Particular pieces of equipment have typical performance standards as well.

What parameters are you considering and what is the purpose of the equipment.
 
I have a mean value for conductivity, and a minimum and maximum value, but I only have ten data points. I am specifying conductivity limits to a water treatment technology supplier. I am not confident that one can supply limits based on ten data points. How is this usually done in practice when little data is available?
 
Bee, its common to have limited data. In fact, there can be situations where no data are available, forcing engineers to resort to predictions, common sense, simulations etc. What one does is to give all the info, as much as possible and either make do with it or gather more. That is how it is done in the industry. You are troubling yourself with an unnecessary problem that has a trivial solution. You should be considering things like what type of process to use, the economics etc and not which of the 10 pieces of data to provide to your vendor or whether you should do some statistics on the data first
 
In God we trust, all others bring data - that's what I say! If you NEED more data, and only you know this, look around for more data. Put out an APB on the data! What does the water permit(s) say? Does the lab that does the testing of the water have some data you don't? If you can't find more data, set up a sampling and testing program, and get more data. What is the time frame covered by these ten data points? Days, weeks, months, years? Are there seasonality changes to worry about? Does the data cover this adequately? No, be sure your sampling and testing program addresses this. Sometimes you just have to wait, and collect enough data to be able to characterize the problem. Ten data points to characterize the feed to a WWTU seems inadequate/risky to me. Obviously, you have the same concern. Also, do you need to provide for an upcoming expansion? Is a new unit coming to the plant soon? What are it's needs? Should you fold these future demands into your project? Ask the project sponsor.



Good luck,
Latexman

Need help writing a question or understanding a reply? forum1529
 
Thank you Latexman and thorium1. I will stipulate to the suppliers that there is a lack of data, but I will give them the data we have available. If they require more data, we will need to set up a sampling and testing program until enough data is available.
 
For wastewater projects, the effluent guarantee will always be based on the raw wastewater parameters. These parameters are generally specified as an operational range. Wastewater tneds to have highly variable parameters and there is little value in doing a statistical evaluation because in the end, the wastewater treatment system has to achieve the effluent guarantees at all times.

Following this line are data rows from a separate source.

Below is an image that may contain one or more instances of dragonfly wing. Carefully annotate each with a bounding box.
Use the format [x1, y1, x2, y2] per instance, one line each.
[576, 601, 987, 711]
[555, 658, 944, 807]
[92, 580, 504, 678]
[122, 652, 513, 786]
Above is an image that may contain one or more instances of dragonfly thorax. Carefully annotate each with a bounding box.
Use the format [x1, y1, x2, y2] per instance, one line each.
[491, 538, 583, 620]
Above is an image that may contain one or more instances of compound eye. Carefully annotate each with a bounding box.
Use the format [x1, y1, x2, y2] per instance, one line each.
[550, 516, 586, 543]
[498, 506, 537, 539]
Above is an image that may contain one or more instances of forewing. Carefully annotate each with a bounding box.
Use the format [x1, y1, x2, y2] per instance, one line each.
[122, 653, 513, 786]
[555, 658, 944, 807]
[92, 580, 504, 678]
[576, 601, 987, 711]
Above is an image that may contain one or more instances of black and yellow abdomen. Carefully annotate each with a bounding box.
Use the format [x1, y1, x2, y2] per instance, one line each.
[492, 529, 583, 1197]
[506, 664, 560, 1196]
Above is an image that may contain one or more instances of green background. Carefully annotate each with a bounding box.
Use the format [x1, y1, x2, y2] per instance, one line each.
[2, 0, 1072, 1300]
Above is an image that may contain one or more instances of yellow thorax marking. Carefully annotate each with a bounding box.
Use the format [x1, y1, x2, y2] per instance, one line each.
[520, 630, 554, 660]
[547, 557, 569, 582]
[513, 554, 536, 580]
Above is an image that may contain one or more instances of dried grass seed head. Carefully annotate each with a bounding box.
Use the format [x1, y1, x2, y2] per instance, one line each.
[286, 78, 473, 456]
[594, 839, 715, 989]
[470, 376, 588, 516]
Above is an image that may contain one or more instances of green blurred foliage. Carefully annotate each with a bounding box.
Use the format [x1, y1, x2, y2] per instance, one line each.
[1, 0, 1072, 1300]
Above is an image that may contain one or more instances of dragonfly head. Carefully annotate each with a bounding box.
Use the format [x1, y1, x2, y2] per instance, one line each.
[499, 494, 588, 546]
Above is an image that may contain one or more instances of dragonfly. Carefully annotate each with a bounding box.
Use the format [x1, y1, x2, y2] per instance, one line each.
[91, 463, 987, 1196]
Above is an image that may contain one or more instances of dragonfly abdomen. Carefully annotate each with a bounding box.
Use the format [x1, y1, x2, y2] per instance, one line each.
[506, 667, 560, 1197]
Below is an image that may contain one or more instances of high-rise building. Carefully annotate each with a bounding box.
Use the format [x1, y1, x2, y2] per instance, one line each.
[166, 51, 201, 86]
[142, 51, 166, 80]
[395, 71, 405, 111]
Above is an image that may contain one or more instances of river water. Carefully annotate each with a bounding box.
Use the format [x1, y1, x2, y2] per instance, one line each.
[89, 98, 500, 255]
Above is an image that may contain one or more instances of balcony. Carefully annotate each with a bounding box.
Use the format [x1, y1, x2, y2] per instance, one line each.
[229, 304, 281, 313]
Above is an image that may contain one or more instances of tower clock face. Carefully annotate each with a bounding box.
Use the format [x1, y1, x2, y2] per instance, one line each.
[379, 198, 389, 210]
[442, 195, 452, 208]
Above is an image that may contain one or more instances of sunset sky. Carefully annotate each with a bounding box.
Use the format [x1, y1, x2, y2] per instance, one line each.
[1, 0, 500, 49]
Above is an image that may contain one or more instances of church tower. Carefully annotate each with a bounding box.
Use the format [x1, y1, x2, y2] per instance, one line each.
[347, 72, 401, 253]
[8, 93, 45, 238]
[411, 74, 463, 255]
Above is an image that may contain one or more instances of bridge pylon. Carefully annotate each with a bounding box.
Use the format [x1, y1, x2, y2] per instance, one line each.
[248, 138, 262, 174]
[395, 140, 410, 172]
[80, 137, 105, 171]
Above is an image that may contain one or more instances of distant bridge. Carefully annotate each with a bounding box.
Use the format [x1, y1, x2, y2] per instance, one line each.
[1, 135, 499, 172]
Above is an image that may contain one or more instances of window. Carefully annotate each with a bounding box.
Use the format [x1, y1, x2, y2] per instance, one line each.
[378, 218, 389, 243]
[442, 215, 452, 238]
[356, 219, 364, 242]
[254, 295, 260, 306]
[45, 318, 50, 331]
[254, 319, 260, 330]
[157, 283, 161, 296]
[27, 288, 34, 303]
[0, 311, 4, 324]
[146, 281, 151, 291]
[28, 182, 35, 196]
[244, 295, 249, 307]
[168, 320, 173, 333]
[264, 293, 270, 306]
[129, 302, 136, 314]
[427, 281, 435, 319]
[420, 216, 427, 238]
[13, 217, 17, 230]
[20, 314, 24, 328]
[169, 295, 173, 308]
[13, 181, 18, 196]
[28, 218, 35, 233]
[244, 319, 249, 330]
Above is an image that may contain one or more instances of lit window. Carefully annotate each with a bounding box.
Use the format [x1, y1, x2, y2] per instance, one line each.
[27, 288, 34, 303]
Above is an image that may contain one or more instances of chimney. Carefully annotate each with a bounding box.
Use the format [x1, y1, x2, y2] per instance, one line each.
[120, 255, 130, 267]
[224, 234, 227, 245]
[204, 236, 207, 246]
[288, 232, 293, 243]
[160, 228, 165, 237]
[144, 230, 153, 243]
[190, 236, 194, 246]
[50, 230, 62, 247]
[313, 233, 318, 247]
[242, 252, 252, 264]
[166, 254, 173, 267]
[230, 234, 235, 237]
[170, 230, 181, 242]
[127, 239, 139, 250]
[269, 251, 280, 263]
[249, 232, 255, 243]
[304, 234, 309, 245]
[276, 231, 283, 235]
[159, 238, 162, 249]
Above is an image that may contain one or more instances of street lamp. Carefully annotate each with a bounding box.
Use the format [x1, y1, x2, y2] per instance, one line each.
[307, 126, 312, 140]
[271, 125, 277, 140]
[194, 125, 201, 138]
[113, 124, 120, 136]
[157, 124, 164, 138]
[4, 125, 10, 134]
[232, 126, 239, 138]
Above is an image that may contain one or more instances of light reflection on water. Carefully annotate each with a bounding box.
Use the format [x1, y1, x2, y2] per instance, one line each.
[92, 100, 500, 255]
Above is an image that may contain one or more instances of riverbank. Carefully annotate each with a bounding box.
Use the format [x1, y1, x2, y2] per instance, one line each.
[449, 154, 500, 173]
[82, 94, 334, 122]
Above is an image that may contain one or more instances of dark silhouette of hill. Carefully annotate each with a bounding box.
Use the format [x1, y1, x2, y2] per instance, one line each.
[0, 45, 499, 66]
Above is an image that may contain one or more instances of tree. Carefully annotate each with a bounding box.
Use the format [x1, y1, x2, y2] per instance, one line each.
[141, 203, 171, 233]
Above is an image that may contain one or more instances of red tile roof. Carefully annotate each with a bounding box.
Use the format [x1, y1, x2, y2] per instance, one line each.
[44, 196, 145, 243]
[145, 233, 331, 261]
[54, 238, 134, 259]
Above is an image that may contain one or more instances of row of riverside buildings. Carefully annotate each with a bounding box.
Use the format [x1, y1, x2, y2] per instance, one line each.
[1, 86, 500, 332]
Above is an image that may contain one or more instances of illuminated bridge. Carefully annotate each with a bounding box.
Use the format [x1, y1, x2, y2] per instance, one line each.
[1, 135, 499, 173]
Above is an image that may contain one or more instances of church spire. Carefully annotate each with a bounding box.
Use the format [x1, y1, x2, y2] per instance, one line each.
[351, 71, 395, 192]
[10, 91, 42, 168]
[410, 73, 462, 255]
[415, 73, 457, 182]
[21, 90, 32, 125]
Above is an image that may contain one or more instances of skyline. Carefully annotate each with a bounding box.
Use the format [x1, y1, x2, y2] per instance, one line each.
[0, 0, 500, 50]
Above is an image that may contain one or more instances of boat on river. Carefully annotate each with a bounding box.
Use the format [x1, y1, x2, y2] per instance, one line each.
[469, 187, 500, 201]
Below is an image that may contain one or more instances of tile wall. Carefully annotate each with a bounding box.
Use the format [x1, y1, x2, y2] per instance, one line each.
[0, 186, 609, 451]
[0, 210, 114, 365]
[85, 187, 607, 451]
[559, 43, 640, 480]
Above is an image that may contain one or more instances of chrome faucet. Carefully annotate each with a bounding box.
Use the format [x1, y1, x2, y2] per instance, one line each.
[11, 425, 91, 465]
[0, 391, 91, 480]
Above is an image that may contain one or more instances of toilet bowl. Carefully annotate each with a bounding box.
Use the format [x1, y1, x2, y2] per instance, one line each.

Conductivity is rarely used in wastewater treatment unless one is doing some type of desalination process.

 
bimr is right on this point. BOD, COD is an important parameter in wastewater treatment, but as the OP is unwilling to share the purpose of the treatment plant, the required effluent parameters as well as the selected treatment types, there is not much to help in that aspect. Damping the fluctuations using appropriately sized equalization tanks will be important, therefore mean values or his 3 standard deviations are not going to be helpful. In fact, ALL the data will be needed to help size the equalization tanks as tanks are integrating systems.